Alternatives Considered

Configurable drain timeout. Rejected. The operational value of a predictable upper bound outweighs the flexibility of tuning. A configurable drain invites operators to set it to five minutes during an incident and then forget to reset it, stretching subsequent rolling deploys.

Strict reverse-LIFO tracking of adapter initialisation. Considered and rejected. The actual initialisation order within a domain is providers → event_store → brokers → caches (providers must exist before event stores that depend on them). Rather than maintain a runtime stack, we close in the inverse of that canonical order: event_store → brokers → caches → providers. This is mechanically equivalent and simpler to reason about.

Fail-fast on adapter close errors. Rejected. One broker failing to close cleanly should not prevent the event store from flushing its final state. Per-adapter try/except with logged errors is the pragmatic choice; callers who need to assert clean close can read the logs.

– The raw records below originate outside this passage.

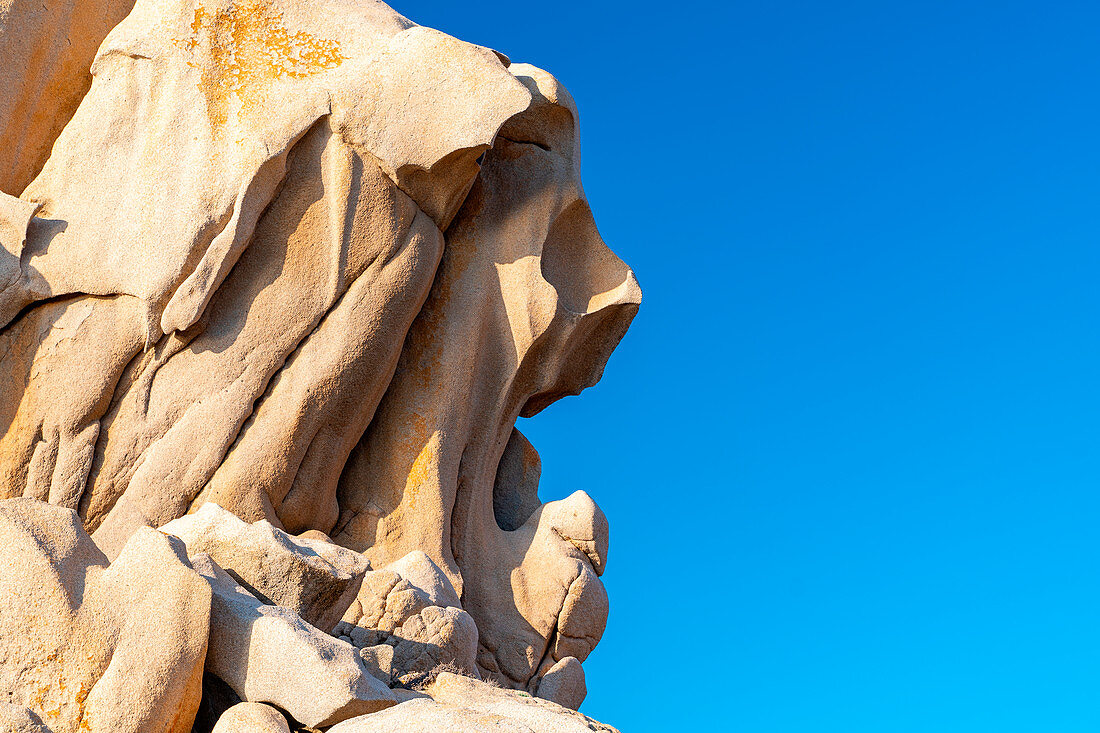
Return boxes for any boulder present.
[191,554,396,727]
[328,672,617,733]
[0,499,210,733]
[535,657,589,710]
[333,551,477,685]
[212,702,290,733]
[161,502,370,631]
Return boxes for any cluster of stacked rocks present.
[0,0,641,733]
[0,499,614,733]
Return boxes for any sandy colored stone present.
[332,551,477,685]
[213,702,290,733]
[0,702,51,733]
[191,554,395,727]
[0,0,134,195]
[332,65,640,689]
[0,499,210,733]
[161,503,369,631]
[0,0,640,724]
[329,672,617,733]
[535,657,589,710]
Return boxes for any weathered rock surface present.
[0,499,210,733]
[0,0,640,733]
[0,702,50,733]
[193,555,395,727]
[161,503,370,631]
[213,702,290,733]
[332,551,477,683]
[0,0,134,195]
[329,672,616,733]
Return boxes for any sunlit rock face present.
[0,0,640,730]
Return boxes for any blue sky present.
[409,0,1100,733]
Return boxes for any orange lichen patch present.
[174,0,347,130]
[405,434,439,511]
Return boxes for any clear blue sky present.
[407,0,1100,733]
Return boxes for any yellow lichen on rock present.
[175,0,345,129]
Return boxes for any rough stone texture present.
[161,503,369,631]
[213,702,290,733]
[329,672,616,733]
[0,0,134,195]
[193,554,395,727]
[535,657,589,710]
[0,0,640,731]
[332,551,477,685]
[0,702,50,733]
[0,499,210,733]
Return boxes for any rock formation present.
[0,0,640,733]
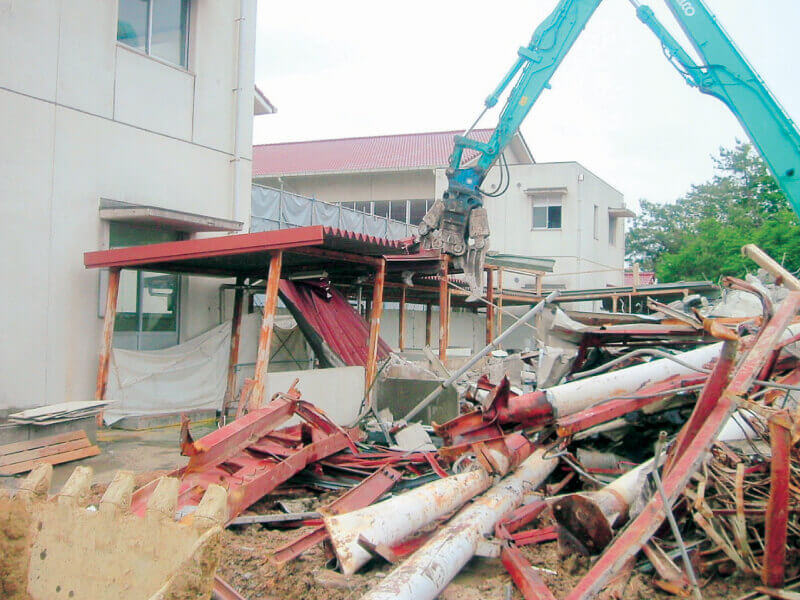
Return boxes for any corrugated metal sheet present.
[280,279,392,367]
[253,129,494,177]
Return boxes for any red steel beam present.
[567,292,800,600]
[500,543,556,600]
[270,466,402,564]
[556,375,707,437]
[83,225,325,268]
[761,411,792,588]
[364,259,386,394]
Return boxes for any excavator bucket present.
[0,464,227,600]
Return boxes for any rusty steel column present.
[253,250,283,410]
[761,412,792,588]
[221,277,244,424]
[364,259,386,390]
[397,286,406,352]
[486,269,494,344]
[362,448,558,600]
[319,469,492,575]
[425,302,433,348]
[439,254,450,364]
[494,267,503,337]
[94,267,120,427]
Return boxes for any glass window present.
[109,222,180,350]
[533,198,561,229]
[391,200,408,223]
[117,0,189,67]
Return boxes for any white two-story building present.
[0,0,272,409]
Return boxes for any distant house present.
[0,0,274,409]
[253,129,633,298]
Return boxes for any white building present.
[253,129,633,296]
[0,0,272,409]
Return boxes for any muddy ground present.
[219,497,760,600]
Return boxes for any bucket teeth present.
[58,467,94,508]
[147,477,180,519]
[100,471,136,514]
[194,484,228,531]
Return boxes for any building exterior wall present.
[0,0,256,408]
[436,162,625,302]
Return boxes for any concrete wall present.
[0,0,256,408]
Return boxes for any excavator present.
[419,0,800,298]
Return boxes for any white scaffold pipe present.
[320,468,492,575]
[361,448,558,600]
[403,290,560,423]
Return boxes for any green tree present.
[626,141,800,282]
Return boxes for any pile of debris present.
[0,246,800,600]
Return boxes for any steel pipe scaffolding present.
[362,448,558,600]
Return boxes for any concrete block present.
[376,377,458,425]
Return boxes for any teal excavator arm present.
[419,0,800,297]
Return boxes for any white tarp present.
[104,312,309,425]
[104,322,231,425]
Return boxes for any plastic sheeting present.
[279,280,391,367]
[104,312,310,425]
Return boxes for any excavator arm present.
[419,0,800,298]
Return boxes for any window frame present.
[117,0,194,71]
[530,194,564,231]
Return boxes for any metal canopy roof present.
[83,225,407,280]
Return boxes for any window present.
[608,215,617,246]
[533,197,561,229]
[109,222,180,350]
[117,0,189,67]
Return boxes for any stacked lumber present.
[0,429,100,475]
[8,400,110,425]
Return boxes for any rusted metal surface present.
[551,460,653,554]
[362,449,558,600]
[270,467,401,564]
[486,269,494,344]
[211,575,247,600]
[761,412,792,587]
[253,250,283,411]
[567,292,800,600]
[439,254,450,362]
[320,469,492,575]
[94,268,120,425]
[131,396,358,520]
[500,543,556,600]
[221,277,244,424]
[364,259,386,394]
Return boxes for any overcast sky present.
[254,0,800,209]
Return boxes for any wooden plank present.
[0,446,100,475]
[0,437,92,467]
[0,429,86,455]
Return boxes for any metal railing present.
[250,184,417,240]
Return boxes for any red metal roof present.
[253,129,494,177]
[83,225,408,276]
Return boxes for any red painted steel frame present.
[270,467,401,564]
[83,225,325,268]
[761,412,792,588]
[500,544,556,600]
[556,375,708,437]
[567,292,800,600]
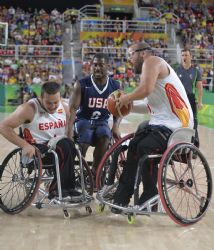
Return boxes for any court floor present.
[0,113,214,250]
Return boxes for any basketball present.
[107,89,132,117]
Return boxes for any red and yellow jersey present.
[147,62,193,130]
[23,98,66,144]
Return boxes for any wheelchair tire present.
[96,134,134,190]
[0,148,42,214]
[158,143,212,226]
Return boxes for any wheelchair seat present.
[96,128,212,226]
[167,128,195,147]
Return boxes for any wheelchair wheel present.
[158,143,212,226]
[0,148,42,214]
[96,134,133,190]
[74,156,94,195]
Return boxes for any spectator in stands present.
[176,49,203,147]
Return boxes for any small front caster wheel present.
[128,214,136,225]
[63,209,71,219]
[97,204,105,213]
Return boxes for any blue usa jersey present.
[77,75,120,121]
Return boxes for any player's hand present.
[198,103,203,110]
[116,94,130,108]
[22,144,36,158]
[112,126,121,140]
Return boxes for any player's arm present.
[131,100,148,114]
[0,103,35,157]
[120,56,162,106]
[196,80,203,110]
[112,116,122,139]
[66,81,81,138]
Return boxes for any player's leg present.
[75,120,93,157]
[93,122,112,173]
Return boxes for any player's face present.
[41,92,61,114]
[128,46,143,74]
[92,57,108,79]
[181,51,192,64]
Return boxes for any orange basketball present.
[107,89,132,117]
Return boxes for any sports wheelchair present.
[0,134,93,218]
[96,128,212,226]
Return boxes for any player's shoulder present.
[79,75,91,85]
[109,77,120,89]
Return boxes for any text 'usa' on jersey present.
[77,75,120,120]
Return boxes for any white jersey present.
[23,98,66,144]
[147,64,193,131]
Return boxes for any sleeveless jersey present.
[147,64,193,131]
[23,98,66,144]
[77,75,120,120]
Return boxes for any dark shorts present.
[75,120,112,146]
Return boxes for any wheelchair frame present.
[0,140,93,218]
[96,128,212,226]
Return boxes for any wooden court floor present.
[0,113,214,250]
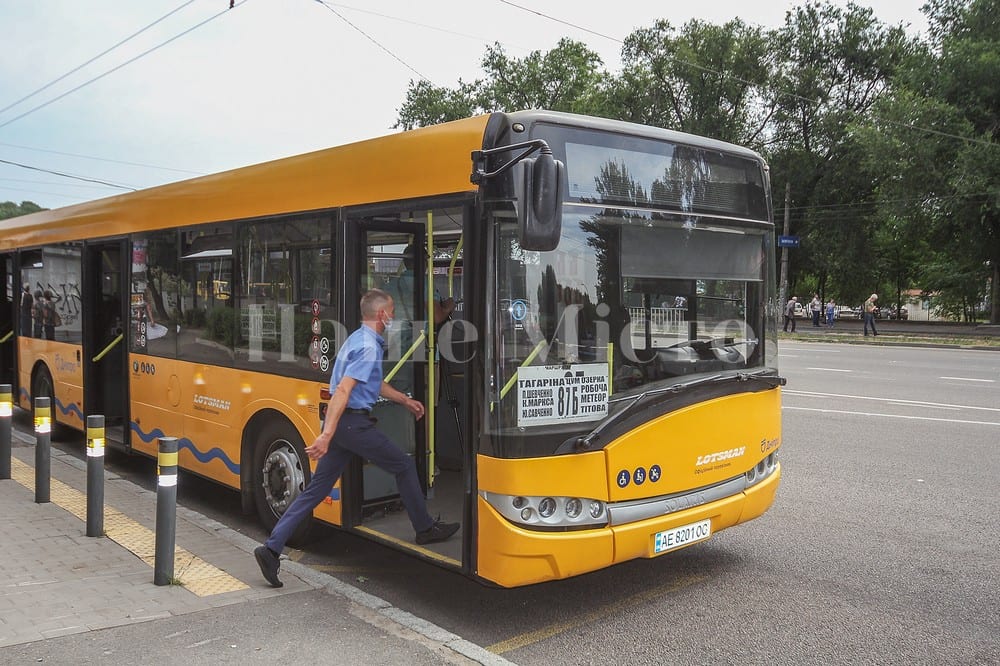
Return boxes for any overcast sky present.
[0,0,926,208]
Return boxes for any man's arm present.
[306,375,358,460]
[379,382,424,419]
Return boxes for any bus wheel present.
[31,366,59,434]
[253,421,312,544]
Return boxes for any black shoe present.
[417,520,462,546]
[253,546,284,587]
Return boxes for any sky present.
[0,0,927,208]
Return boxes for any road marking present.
[888,400,962,412]
[486,575,708,654]
[782,406,1000,427]
[781,389,1000,413]
[938,377,996,384]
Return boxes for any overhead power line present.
[0,141,205,176]
[314,0,433,82]
[0,0,195,118]
[0,155,137,187]
[0,0,248,128]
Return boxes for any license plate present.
[653,518,712,554]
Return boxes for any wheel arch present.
[240,405,312,514]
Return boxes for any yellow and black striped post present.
[153,437,177,585]
[35,397,52,504]
[87,414,104,536]
[0,384,14,479]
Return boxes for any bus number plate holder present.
[653,518,712,555]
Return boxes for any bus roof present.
[0,115,489,250]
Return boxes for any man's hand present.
[402,398,424,418]
[306,433,330,460]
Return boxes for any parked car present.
[833,305,858,319]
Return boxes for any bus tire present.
[251,419,312,545]
[31,365,59,435]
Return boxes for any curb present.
[12,429,514,666]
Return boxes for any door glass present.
[361,231,424,395]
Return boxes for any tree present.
[858,0,1000,323]
[768,2,915,302]
[395,38,605,129]
[0,201,46,220]
[608,19,775,148]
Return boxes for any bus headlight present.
[745,451,778,488]
[480,490,608,530]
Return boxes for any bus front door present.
[82,239,131,449]
[0,254,12,386]
[345,208,466,568]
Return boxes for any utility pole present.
[778,181,792,312]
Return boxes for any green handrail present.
[93,333,125,363]
[382,331,426,382]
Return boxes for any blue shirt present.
[330,325,385,409]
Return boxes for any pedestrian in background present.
[21,284,35,337]
[31,289,45,338]
[42,289,60,340]
[864,294,878,338]
[784,296,799,333]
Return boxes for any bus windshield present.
[490,126,774,457]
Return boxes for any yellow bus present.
[0,111,784,587]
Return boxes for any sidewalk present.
[0,431,510,665]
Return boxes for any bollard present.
[35,398,52,504]
[153,437,177,585]
[0,384,14,479]
[87,414,104,536]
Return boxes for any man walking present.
[784,296,799,333]
[254,289,460,587]
[864,294,878,338]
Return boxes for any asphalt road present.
[23,342,1000,665]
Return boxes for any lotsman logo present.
[694,446,747,467]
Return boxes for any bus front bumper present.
[476,464,781,587]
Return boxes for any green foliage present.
[394,39,604,129]
[0,201,47,220]
[609,19,775,147]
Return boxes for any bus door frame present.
[0,252,14,390]
[82,237,132,451]
[342,206,427,525]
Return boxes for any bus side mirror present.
[518,147,564,252]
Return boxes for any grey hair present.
[361,289,392,319]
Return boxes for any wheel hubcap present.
[263,439,306,516]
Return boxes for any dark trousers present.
[265,413,434,553]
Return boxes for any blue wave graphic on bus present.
[17,386,84,421]
[129,421,240,474]
[56,398,84,421]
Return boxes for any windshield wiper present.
[573,370,786,451]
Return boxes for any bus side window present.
[177,224,236,365]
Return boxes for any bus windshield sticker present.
[517,363,608,427]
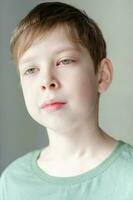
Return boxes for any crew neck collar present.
[32,140,126,185]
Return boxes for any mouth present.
[41,102,66,110]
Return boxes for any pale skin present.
[18,27,118,177]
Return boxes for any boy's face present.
[19,27,98,130]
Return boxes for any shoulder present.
[114,142,133,178]
[1,150,39,179]
[120,142,133,164]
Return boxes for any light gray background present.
[0,0,133,172]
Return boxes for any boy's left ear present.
[98,58,113,93]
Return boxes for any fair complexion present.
[19,27,117,176]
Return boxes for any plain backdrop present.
[0,0,133,172]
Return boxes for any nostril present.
[41,85,45,90]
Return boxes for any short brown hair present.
[10,2,106,71]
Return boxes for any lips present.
[41,100,66,109]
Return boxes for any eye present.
[57,58,75,65]
[24,67,39,75]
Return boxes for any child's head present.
[11,2,112,130]
[11,2,106,72]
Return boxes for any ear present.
[98,58,113,93]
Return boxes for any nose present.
[41,79,59,91]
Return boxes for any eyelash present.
[24,58,76,75]
[57,58,75,66]
[24,67,39,75]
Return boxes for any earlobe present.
[98,58,113,93]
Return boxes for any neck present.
[44,121,114,160]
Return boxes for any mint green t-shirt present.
[0,141,133,200]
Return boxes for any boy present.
[0,2,133,200]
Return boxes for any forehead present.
[19,26,83,63]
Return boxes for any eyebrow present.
[20,46,81,64]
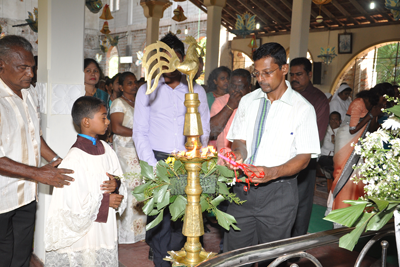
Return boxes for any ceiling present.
[190,0,400,36]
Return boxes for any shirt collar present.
[0,79,32,99]
[78,134,97,146]
[255,80,294,106]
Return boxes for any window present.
[110,0,119,12]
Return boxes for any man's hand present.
[109,194,124,209]
[227,91,243,110]
[225,150,243,170]
[100,173,118,193]
[248,165,278,184]
[34,159,74,188]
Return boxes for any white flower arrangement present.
[324,98,400,250]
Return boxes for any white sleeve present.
[44,151,103,251]
[295,105,321,158]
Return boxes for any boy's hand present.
[100,173,118,193]
[34,159,74,188]
[109,194,124,209]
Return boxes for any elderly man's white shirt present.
[0,79,41,214]
[227,81,320,167]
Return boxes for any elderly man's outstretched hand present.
[35,159,74,188]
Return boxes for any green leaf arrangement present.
[324,197,400,251]
[133,158,245,231]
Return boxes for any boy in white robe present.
[45,96,126,267]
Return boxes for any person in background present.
[224,43,320,266]
[31,56,38,87]
[318,111,342,179]
[132,33,210,267]
[83,58,109,110]
[110,73,122,102]
[110,72,146,244]
[329,83,353,123]
[327,90,385,213]
[290,57,329,240]
[210,69,251,157]
[207,66,231,109]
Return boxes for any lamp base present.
[164,248,217,267]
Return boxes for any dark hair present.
[106,76,112,86]
[0,35,33,60]
[71,96,106,126]
[290,57,312,74]
[339,87,353,95]
[356,90,379,106]
[253,43,286,69]
[207,66,231,92]
[231,69,251,85]
[83,58,101,72]
[111,73,121,83]
[329,111,342,120]
[370,83,395,97]
[160,32,185,57]
[118,71,136,85]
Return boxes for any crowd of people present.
[0,33,398,267]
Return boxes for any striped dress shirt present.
[227,81,320,167]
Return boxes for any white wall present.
[231,25,400,92]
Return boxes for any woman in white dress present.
[110,72,146,244]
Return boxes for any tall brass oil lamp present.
[143,36,216,266]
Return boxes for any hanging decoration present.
[231,12,256,38]
[85,0,103,14]
[385,0,400,20]
[106,34,128,46]
[13,7,38,32]
[100,4,114,20]
[248,34,258,55]
[313,0,332,23]
[100,36,109,53]
[135,51,143,66]
[318,46,337,65]
[172,6,187,22]
[100,21,111,34]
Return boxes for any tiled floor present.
[31,179,394,267]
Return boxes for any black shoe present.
[149,248,154,261]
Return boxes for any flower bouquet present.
[324,99,400,255]
[133,157,244,230]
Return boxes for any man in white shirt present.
[0,35,73,267]
[224,43,320,264]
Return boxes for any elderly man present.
[0,35,73,267]
[224,43,320,266]
[290,57,329,240]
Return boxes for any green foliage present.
[324,197,399,250]
[137,158,245,230]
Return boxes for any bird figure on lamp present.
[231,12,256,38]
[13,7,38,32]
[142,36,201,95]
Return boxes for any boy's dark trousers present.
[146,151,186,267]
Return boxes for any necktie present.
[248,98,271,164]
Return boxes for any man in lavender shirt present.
[132,33,210,267]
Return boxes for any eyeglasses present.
[251,67,279,78]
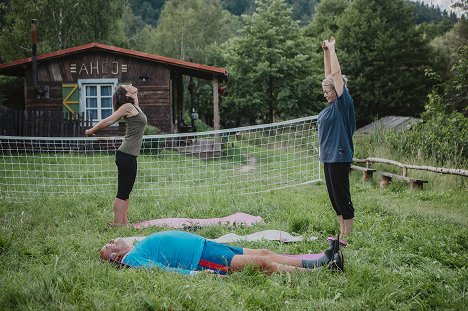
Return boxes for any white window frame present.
[78,79,118,126]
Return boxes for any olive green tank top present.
[119,107,147,156]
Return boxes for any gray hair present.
[322,75,348,89]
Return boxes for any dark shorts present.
[115,150,137,201]
[197,240,244,274]
[323,163,354,219]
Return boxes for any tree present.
[337,0,431,124]
[305,0,349,38]
[221,0,318,124]
[137,0,237,63]
[0,0,126,60]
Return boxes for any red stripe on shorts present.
[198,259,229,272]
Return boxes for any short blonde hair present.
[322,75,348,89]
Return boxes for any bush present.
[356,112,468,167]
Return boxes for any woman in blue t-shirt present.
[100,230,344,275]
[317,37,356,244]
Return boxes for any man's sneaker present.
[328,251,344,272]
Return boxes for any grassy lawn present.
[0,172,468,310]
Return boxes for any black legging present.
[323,163,354,219]
[115,150,137,201]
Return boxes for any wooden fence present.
[0,106,92,137]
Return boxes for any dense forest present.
[0,0,468,127]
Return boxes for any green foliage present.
[405,1,457,26]
[337,0,431,124]
[305,0,349,38]
[221,0,318,124]
[143,125,162,135]
[0,0,126,60]
[136,0,237,64]
[356,110,468,168]
[128,0,166,26]
[221,0,254,16]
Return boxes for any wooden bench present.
[351,165,376,181]
[378,172,427,189]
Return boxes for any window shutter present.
[62,83,80,115]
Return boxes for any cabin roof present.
[0,42,228,81]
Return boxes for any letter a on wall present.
[62,83,80,114]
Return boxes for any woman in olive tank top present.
[85,85,147,225]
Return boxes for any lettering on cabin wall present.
[70,62,128,75]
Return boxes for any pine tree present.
[222,0,318,123]
[337,0,431,124]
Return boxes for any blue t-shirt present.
[317,87,356,163]
[122,231,205,274]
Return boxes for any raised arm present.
[322,41,331,78]
[324,38,344,97]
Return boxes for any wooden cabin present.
[0,43,227,136]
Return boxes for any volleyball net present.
[0,116,320,202]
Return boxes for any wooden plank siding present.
[25,51,175,135]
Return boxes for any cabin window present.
[79,79,117,123]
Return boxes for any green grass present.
[0,172,468,310]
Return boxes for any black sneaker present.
[328,251,344,272]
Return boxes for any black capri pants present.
[323,163,354,219]
[115,150,137,201]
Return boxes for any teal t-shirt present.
[122,231,205,274]
[317,87,356,163]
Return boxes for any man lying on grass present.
[100,231,344,275]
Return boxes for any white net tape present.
[0,116,320,202]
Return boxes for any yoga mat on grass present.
[211,230,317,243]
[133,213,263,229]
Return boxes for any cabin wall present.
[25,51,174,133]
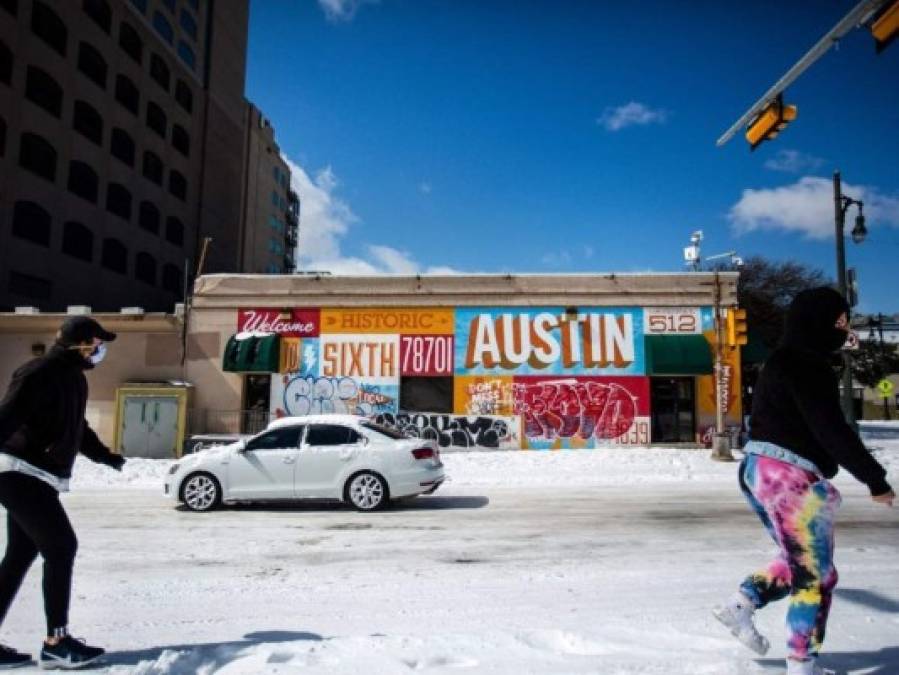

Graceful SIGHUP reload. Deferred. SIGHUP currently triggers the same shutdown path as SIGTERM. A true reload — close subscriptions, re-read config, recreate adapters, restart subscriptions — is a separate feature that can be added without changing this contract.

References

  • docs/guides/server/hardening.md — operational guidance for K8s probe wiring, terminationGracePeriodSeconds, and process managers.
  • docs/reference/server/hardening.md — reference catalogue for the shutdown sequence and Domain.close() per-adapter semantics.
  • docs/concepts/async-processing/engine.md — shutdown sequence diagram and invariants.